Does it work? Sure! Should one solve problems this way? Hmm...

not willing to start a long discussion about this but the original question was

Is there a way to create a .txt file (>1GB) with Data which fills the whole file??

renaming a large file as .txt seems to fit the bill very simply. I don't see the issue with that.

of course you can do more complicated stuff with the command line and ensure proper distribution of the randomness of the data in the file etc... but that was not the ask. over engineered answer?

PS: OP has also clarified the real intent "my goal is to find bit flips", may be that's more interesting

some reading for OP Soft error - Wikipedia

Possibly. At least, the OP now has more tools to pick form.

With a file completely filled with the same value repeated, however, it is easier to spot when the data is departing from the expected value, so I still prefer a file with repeated A chars (or whatever else): I think it has a practical advantage over the big film.
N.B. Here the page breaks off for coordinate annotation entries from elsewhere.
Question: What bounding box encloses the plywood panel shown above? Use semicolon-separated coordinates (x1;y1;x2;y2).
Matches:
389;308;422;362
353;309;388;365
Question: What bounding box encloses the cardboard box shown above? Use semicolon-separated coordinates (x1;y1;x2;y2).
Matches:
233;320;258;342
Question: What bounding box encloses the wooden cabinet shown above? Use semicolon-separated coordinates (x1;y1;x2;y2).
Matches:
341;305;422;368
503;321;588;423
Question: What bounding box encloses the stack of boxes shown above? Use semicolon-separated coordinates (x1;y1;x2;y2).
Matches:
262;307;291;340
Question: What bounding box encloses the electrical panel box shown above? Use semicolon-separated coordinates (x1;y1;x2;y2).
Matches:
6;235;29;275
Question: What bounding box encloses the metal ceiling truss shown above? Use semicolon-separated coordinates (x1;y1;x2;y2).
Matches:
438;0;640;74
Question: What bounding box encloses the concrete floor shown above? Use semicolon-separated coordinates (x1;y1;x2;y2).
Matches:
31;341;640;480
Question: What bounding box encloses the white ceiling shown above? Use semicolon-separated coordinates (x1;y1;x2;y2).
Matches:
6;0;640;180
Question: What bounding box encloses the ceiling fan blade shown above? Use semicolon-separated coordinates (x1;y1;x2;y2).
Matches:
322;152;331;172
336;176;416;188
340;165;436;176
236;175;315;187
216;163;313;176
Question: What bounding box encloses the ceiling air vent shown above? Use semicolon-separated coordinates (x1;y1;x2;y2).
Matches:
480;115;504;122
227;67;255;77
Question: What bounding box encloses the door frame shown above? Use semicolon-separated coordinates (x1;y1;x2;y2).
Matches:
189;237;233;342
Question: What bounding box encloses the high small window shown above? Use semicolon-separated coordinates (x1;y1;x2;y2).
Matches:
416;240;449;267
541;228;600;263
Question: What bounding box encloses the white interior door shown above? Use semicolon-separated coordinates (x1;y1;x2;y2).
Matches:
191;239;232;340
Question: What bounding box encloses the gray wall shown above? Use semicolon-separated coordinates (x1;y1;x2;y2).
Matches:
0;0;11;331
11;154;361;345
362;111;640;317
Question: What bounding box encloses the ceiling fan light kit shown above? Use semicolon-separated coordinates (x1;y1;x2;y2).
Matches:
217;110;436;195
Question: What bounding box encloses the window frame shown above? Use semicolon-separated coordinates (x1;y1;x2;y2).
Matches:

sure - more solutions better than one :slight_smile:

using only one value (8 identical bits scattered around) may induce a bias in the analysis.

I'm aware of bip-flips on DRAM, but on an SD card, given the level of energy required to flip those bits, I'm not sure there will be anything to measure.

on Windows you could use something like this in a cmd

echo "A123456789" > dummy.txt
for /L %i in (1,1,26) do type dummy.txt >> dummy.txt

however, the disadvantage of such ASCII only files is that for example that bit7 of neither cell will be written to 1 and even if the bit7 of all cells couldn't hold a 1 you will not be able to find a damaged cell. Therefore I would just simply use a random binary file and do a write and readback test.